Average Rating: 4TOTAL TIME: Prep: 10 min. Cook: 25 min.
YIELD: 8 servings (2-3/4 quarts).Ingredients
- 2 tablespoons butter
- 1 pound sliced fresh button mushrooms
- 1 pound sliced fresh baby portobello mushrooms
- 1 celery rib, sliced
- 2 cartons (32 ounces each) chicken broth
- 2 teaspoons chicken bouillon granules
- 1-1/2 cups uncooked orzo pasta
- 2 eggs
- 1/4 cup lemon juice
- 1/4 teaspoon pepper
- Minced fresh parsley
Instructions
- 1. In a Dutch oven, heat butter over medium-high heat. Add mushrooms and celery; cook and stir 6-7 minutes or until tender. Add broth and bouillon; bring to a boil. Stir in orzo; return to a boil. Cook, uncovered, 7-9 minutes or until orzo is al dente, stirring occasionally. Remove from heat; let stand 5 minutes.

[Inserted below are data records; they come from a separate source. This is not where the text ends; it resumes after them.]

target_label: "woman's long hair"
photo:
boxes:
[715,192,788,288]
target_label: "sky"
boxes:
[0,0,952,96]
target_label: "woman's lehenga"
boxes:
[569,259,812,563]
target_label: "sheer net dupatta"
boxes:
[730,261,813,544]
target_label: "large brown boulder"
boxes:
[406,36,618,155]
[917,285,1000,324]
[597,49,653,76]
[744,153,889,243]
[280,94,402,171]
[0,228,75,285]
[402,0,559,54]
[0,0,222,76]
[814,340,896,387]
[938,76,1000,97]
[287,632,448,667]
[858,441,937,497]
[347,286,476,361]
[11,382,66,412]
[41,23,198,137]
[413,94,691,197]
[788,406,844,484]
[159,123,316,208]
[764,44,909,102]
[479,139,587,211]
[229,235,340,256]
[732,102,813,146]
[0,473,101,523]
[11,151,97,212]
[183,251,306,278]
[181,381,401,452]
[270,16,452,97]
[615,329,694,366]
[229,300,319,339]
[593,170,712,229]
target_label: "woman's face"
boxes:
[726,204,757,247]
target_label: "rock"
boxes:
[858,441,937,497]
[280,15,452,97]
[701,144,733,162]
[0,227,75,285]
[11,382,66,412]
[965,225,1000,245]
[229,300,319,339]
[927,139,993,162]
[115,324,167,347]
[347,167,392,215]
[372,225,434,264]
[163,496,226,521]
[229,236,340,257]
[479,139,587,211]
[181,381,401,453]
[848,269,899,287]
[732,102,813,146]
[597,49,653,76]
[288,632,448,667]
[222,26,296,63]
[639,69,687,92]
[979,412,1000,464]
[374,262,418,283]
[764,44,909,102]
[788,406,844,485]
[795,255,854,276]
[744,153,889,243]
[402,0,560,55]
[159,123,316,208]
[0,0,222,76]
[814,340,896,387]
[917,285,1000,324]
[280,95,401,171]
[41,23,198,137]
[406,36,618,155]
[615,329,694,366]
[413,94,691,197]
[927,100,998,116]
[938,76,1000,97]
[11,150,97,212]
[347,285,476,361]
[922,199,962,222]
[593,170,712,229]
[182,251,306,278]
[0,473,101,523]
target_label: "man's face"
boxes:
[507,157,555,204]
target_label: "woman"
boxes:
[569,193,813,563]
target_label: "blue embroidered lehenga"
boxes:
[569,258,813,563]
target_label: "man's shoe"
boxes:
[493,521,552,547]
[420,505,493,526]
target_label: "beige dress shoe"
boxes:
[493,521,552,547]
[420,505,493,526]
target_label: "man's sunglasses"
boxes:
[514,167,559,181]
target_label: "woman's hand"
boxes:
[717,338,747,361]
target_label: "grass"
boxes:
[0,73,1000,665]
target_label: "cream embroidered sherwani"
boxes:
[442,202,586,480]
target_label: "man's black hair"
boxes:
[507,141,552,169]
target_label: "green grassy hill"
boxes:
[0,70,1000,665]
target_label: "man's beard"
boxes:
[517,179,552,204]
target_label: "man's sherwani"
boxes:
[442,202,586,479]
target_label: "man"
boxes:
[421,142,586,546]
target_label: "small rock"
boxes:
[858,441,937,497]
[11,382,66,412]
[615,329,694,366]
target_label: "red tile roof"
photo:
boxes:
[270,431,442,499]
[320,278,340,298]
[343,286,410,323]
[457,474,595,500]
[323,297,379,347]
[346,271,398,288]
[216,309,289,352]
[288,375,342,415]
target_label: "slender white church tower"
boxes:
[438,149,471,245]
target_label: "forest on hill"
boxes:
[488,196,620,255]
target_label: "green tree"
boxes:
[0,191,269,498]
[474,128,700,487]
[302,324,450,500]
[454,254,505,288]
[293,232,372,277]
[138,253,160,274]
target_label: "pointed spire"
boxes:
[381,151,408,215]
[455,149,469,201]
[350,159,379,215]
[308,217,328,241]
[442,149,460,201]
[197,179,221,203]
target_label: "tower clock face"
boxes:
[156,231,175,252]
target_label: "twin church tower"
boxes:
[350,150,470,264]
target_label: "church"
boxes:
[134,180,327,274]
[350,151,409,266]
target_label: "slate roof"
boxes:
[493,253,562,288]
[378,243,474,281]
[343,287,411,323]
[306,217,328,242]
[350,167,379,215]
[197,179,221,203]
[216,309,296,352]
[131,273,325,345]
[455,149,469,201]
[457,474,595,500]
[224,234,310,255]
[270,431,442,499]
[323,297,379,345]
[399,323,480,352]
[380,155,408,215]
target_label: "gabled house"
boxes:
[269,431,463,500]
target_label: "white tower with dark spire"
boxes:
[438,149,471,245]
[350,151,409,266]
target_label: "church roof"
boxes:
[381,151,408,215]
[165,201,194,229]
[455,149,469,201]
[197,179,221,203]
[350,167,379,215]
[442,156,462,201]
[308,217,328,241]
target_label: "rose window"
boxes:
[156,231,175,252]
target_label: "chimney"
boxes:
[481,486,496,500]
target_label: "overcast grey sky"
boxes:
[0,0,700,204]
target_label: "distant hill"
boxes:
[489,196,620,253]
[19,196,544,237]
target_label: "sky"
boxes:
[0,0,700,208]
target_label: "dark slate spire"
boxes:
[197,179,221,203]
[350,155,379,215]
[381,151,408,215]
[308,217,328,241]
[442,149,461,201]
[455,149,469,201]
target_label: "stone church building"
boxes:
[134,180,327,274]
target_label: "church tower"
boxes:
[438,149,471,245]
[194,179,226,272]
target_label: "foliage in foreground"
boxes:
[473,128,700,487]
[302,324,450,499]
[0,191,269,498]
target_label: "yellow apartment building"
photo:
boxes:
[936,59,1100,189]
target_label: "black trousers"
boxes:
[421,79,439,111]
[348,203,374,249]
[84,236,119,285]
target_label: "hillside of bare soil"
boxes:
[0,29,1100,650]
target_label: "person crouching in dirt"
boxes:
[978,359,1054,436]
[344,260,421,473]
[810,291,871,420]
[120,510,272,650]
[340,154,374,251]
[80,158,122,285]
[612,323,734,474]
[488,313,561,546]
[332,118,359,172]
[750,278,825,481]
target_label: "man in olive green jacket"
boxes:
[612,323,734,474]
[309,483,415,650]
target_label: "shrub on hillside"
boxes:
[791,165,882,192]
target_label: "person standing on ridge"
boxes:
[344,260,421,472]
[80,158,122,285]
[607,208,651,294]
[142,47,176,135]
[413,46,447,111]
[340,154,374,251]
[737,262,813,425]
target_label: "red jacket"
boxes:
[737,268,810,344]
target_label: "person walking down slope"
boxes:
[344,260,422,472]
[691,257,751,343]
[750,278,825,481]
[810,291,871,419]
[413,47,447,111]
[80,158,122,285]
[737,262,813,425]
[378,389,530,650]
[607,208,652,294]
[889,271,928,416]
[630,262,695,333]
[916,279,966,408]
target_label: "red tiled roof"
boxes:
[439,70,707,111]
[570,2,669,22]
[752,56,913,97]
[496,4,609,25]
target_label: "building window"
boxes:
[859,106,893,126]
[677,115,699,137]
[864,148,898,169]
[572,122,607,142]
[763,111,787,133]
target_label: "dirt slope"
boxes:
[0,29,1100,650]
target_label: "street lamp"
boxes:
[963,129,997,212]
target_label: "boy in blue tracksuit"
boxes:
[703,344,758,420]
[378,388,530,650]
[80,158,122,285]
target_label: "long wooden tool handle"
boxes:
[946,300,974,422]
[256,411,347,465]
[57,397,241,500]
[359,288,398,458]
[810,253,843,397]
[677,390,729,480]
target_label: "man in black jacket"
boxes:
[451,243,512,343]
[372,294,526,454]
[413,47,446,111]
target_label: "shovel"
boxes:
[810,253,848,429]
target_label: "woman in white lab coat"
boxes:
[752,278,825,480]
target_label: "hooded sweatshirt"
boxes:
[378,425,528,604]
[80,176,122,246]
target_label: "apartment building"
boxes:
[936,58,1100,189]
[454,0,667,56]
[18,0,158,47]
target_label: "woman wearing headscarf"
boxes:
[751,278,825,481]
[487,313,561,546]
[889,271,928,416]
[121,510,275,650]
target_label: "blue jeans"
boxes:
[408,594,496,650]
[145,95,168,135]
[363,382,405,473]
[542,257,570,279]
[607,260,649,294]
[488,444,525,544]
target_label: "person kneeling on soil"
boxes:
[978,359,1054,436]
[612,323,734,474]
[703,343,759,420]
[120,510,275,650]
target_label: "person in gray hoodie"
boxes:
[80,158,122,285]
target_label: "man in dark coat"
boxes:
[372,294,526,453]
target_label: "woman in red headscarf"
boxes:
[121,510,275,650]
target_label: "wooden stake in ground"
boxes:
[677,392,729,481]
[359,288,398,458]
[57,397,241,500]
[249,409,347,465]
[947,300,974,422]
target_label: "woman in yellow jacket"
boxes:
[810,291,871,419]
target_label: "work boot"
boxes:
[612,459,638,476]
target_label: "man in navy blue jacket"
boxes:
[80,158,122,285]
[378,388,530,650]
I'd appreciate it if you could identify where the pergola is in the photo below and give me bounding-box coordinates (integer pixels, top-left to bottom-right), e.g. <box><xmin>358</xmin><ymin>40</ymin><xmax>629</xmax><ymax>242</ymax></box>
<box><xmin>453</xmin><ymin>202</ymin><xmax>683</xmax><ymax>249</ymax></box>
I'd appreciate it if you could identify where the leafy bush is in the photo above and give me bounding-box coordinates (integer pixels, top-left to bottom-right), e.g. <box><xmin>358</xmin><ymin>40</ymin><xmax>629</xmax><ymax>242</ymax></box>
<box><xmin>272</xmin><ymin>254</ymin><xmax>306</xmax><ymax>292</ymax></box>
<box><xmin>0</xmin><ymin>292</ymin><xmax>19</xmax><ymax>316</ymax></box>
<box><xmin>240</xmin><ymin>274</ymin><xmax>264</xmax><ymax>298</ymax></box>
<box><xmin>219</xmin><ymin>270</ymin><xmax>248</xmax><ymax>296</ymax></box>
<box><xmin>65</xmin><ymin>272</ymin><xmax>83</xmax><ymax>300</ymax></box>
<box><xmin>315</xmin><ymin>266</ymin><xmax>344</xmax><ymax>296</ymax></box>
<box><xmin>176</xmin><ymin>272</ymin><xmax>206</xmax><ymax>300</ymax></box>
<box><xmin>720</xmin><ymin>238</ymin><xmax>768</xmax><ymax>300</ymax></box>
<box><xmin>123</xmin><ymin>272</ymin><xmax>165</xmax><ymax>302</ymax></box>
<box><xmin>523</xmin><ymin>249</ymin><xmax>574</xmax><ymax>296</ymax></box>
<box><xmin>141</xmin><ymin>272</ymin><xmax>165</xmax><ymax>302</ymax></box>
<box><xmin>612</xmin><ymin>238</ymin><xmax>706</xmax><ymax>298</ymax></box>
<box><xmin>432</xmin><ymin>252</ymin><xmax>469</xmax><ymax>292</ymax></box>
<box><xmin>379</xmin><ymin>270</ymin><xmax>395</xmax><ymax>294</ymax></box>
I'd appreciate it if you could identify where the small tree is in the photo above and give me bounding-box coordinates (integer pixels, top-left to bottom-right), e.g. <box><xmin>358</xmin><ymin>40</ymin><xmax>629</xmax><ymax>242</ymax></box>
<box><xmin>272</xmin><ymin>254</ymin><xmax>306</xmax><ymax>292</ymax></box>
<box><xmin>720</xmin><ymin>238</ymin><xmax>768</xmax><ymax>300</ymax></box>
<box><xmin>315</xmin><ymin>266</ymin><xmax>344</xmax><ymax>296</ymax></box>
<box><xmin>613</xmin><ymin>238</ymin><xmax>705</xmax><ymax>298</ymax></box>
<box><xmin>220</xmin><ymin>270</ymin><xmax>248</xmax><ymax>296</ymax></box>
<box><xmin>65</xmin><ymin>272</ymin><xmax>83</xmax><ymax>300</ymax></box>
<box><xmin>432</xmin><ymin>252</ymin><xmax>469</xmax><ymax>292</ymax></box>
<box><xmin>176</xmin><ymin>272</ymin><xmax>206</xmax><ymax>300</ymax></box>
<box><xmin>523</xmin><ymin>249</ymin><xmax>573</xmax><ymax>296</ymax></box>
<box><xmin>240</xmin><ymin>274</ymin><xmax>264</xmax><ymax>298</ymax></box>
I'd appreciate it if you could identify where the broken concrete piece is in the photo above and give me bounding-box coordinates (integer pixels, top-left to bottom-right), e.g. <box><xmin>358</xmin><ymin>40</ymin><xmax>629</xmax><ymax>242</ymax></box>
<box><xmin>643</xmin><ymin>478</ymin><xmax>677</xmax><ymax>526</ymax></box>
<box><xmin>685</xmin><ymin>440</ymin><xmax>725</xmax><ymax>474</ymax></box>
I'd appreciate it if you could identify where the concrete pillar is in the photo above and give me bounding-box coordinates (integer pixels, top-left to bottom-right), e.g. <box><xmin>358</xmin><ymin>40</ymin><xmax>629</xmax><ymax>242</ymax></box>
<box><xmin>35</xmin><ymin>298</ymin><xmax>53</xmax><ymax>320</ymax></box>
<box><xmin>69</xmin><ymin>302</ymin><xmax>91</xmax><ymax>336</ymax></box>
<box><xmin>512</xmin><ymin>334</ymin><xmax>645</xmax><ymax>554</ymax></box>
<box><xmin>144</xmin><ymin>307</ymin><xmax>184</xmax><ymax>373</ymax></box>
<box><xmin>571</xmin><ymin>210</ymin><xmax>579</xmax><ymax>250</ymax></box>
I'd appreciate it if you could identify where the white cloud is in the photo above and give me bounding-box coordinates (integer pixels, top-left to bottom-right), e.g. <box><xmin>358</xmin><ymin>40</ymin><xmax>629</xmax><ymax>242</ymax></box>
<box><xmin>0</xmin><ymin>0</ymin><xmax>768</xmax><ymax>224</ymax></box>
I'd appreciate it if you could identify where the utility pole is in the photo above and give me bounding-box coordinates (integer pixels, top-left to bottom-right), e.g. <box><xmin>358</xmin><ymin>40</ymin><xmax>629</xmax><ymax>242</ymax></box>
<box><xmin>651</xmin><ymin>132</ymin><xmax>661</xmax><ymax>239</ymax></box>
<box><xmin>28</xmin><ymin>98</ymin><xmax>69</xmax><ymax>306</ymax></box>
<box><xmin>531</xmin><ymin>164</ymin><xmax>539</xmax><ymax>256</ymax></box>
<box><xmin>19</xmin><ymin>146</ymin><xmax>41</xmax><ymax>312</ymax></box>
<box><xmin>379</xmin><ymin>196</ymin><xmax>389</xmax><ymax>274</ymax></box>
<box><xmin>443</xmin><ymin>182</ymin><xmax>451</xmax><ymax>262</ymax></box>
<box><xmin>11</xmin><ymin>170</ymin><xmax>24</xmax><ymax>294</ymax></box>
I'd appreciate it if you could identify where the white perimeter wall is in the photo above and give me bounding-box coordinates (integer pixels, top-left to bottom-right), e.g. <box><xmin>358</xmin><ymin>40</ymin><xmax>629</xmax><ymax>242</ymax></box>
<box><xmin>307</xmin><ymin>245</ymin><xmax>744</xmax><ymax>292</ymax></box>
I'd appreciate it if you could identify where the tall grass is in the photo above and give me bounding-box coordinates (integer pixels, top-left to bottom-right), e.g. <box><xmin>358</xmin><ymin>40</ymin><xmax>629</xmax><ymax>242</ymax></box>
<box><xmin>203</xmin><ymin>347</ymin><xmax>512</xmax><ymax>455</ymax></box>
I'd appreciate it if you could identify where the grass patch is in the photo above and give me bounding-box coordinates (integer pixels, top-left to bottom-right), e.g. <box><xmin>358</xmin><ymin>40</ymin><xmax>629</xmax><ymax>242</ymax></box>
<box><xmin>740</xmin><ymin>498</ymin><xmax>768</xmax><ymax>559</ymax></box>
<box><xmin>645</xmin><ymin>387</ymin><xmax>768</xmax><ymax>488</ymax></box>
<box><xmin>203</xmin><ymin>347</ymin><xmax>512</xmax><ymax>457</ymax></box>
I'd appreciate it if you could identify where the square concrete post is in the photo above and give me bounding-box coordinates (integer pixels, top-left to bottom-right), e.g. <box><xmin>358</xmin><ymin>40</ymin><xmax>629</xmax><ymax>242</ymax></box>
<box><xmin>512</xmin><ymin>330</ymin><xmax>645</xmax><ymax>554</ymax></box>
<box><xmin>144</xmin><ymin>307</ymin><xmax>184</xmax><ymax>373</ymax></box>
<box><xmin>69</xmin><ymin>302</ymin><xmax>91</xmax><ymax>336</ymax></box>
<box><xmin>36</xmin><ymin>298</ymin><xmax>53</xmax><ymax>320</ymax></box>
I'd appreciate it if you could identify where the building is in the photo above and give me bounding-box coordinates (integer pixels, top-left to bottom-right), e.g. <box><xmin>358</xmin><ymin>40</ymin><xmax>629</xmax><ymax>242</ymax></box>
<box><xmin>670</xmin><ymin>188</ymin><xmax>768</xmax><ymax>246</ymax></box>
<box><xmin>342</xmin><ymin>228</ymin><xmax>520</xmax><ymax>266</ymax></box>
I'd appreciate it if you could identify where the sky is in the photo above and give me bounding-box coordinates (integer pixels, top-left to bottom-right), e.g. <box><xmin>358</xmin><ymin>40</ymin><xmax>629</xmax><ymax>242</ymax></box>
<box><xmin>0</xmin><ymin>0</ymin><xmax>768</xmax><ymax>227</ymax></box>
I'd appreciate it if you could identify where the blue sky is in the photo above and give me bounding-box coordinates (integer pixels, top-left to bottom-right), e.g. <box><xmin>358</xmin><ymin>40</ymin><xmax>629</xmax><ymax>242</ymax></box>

- 2. Meanwhile, in a large bowl, whisk eggs, lemon juice and pepper. Gradually whisk in 1-1/2 cups of the hot broth; return all to pan, stirring constantly. Cook over medium heat until broth is slightly thickened, stirring occasionally. (Do not allow to boil.) Top servings with parsley.
Nutrition Facts
1-1/3 cups: 225 calories, 6g fat (2g saturated fat), 59mg cholesterol, 1243mg sodium, 33g carbohydrate (5g sugars, 2g fiber), 11g protein.